Diungkap oleh Urban Redevelopment Authority (URA) Singapura pada 25 Juni lalu, proyek ini tertuang dalam Draft Master Plan 2025.
Nantinya, pembangunan 80 ribu rumah subsidi dan komersial ini akan dikembangkan di lebih dari 10 area baru. Program ini adalah upaya Pemerintah Singapura dalam memenuhi permintaan perumahan yang terjangkau, juga mengatasi keterbatasan lahan di negara tersebut.
Dalam rencananya, disebutkan jika Pemerintah Singapura ingin agar 80 persen masyarakatnya hanya berjarak 10 menit untuk berjalan kaki dari stasiun kereta api, dari rumah subsidi atau komersialnya.
Berbekal hal tersebut, proyek pembangunannya akan dikembangkan di daerah yang berdekatan dengan transportasi umum dan tempat kerja.
Adapun pada pertengahan tahun ini, Pemerintah Singapura juga menawarkan sekitar 9.200 unit hunian privat.
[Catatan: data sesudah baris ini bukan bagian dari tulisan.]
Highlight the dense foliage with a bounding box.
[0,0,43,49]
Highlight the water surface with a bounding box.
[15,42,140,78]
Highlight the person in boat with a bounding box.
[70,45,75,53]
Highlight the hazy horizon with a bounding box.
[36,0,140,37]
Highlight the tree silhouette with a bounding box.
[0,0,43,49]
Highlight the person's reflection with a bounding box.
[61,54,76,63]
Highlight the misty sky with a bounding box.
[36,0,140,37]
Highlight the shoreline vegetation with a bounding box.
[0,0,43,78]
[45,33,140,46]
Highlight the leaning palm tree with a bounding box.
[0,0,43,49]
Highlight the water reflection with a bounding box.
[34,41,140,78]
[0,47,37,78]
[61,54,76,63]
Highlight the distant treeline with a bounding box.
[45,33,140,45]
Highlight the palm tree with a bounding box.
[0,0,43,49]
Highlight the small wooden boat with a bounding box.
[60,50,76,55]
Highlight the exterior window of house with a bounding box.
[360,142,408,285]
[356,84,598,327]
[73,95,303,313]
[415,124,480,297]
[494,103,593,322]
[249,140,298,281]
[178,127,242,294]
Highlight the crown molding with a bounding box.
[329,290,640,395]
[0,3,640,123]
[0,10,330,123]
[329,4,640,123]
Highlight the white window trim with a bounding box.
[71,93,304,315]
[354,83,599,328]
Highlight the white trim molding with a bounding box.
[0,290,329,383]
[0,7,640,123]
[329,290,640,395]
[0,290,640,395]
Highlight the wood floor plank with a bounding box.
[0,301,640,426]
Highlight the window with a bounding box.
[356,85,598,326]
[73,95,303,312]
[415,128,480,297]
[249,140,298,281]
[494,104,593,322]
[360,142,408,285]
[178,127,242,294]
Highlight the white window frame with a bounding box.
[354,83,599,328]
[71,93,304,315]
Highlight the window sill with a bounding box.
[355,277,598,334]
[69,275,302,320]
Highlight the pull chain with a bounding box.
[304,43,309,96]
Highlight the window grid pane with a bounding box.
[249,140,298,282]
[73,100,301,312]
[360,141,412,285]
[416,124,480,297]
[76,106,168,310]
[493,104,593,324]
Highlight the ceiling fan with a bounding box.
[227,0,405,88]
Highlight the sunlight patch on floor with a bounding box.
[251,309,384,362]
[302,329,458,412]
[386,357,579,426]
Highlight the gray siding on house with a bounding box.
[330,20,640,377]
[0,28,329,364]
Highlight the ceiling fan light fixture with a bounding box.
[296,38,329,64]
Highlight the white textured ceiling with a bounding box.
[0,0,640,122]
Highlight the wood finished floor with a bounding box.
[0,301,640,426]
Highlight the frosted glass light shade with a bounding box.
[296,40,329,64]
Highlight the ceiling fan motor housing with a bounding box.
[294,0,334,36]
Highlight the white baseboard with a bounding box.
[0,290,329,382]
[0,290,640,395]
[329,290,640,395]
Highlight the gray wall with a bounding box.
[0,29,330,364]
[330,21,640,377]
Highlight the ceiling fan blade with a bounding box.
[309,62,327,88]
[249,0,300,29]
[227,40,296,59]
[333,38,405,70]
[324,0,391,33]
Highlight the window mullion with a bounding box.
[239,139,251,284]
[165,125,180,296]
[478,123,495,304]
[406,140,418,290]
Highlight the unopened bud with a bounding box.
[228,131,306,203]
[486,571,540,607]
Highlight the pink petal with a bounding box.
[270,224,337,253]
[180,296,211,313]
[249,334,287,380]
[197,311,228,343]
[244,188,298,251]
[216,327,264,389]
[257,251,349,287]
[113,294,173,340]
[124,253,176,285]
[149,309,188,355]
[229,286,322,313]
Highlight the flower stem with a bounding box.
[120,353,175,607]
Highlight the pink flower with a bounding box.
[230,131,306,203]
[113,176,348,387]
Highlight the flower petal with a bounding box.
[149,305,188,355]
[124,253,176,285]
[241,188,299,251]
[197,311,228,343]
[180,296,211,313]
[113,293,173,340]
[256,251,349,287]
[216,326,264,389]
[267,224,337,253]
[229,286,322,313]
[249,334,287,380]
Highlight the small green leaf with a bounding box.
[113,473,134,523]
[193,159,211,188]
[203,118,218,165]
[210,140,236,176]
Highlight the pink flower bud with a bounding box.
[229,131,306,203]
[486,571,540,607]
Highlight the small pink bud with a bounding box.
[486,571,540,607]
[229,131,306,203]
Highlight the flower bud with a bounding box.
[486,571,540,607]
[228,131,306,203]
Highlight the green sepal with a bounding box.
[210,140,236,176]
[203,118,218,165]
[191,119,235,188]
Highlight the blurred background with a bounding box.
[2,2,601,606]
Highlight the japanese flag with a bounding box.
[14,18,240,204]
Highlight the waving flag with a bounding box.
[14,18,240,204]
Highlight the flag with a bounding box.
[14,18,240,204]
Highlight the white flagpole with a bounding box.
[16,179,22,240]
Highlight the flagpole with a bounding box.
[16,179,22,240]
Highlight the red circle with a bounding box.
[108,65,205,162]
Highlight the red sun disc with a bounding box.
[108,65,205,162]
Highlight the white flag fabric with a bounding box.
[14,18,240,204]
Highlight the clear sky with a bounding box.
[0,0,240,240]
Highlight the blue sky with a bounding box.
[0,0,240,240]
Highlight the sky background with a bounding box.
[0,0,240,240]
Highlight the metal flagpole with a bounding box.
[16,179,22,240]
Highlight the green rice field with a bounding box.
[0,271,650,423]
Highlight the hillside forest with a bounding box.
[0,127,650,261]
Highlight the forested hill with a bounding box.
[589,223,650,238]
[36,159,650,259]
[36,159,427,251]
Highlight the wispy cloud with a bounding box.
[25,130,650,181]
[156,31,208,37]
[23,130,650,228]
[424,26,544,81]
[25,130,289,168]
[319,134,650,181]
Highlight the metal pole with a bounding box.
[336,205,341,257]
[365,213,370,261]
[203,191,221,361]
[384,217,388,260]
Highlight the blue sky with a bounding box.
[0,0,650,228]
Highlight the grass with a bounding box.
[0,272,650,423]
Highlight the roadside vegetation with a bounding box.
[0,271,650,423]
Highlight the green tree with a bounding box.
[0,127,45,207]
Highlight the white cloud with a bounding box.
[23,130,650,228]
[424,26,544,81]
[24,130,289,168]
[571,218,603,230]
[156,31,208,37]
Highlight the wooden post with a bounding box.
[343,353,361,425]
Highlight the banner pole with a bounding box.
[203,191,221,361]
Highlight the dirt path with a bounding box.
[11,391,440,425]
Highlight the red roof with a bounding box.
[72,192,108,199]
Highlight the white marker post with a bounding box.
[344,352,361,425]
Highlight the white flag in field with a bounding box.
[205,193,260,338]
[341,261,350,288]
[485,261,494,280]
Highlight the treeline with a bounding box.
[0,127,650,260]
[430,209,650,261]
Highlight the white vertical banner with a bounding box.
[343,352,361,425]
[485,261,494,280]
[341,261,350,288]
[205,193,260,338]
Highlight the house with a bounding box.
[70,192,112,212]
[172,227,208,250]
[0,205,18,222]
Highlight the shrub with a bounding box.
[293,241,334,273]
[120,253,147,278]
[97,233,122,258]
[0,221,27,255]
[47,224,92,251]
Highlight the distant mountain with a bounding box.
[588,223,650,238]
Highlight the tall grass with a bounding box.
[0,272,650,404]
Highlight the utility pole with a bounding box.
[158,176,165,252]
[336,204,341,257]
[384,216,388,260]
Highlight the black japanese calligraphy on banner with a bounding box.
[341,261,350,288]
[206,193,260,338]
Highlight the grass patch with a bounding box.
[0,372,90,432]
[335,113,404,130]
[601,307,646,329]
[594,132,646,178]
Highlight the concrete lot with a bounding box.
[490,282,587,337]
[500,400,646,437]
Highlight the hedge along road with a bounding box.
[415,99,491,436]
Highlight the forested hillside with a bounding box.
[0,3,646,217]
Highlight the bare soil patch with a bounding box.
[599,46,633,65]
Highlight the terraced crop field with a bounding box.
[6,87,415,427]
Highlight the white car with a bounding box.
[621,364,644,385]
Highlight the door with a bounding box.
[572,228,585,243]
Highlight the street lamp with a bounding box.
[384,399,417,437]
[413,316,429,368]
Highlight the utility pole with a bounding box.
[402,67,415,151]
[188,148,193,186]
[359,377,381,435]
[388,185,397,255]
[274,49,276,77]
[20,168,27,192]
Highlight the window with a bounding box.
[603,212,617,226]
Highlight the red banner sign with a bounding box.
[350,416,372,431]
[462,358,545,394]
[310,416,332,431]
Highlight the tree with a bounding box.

Diantaranya di daerah Kranji (bekas Singapore Racecourse), Sembawang Shipyard, Defu, Dover-Medway, Paterson, serta Newton.
URA menyebut jika kawasan-kawasan perumahan baru ini akan dibangun secara bertahap untuk menyesuaikan tren serta kebutuhan yang ikut berkembang.
Selain berdekatan dengan transportasi umum, pembangunan rumah subsidi dan komersial di Singapura ini juga akan terintegrasi dengan fasilitas olahraga, kesehatan, serta rekreasi.
Dalam hal ini, Pemerintah Singapura telah menyediakan skema subsidi untuk pembeli rumah pertama kali. Dimana untuk keluarga sebesar Rp1,52 miliar dan per orang hingga Rp763 juta.
Melalui sistem tersebut, 8 dari 10 keluarga yang baru membeli rumah dapat membayar lewat cicilan sepenuhnya dengan skema yang disebut ‘Enchanced CPF Housing Grant’, tanpa perlu mengeluarkan uang tunai.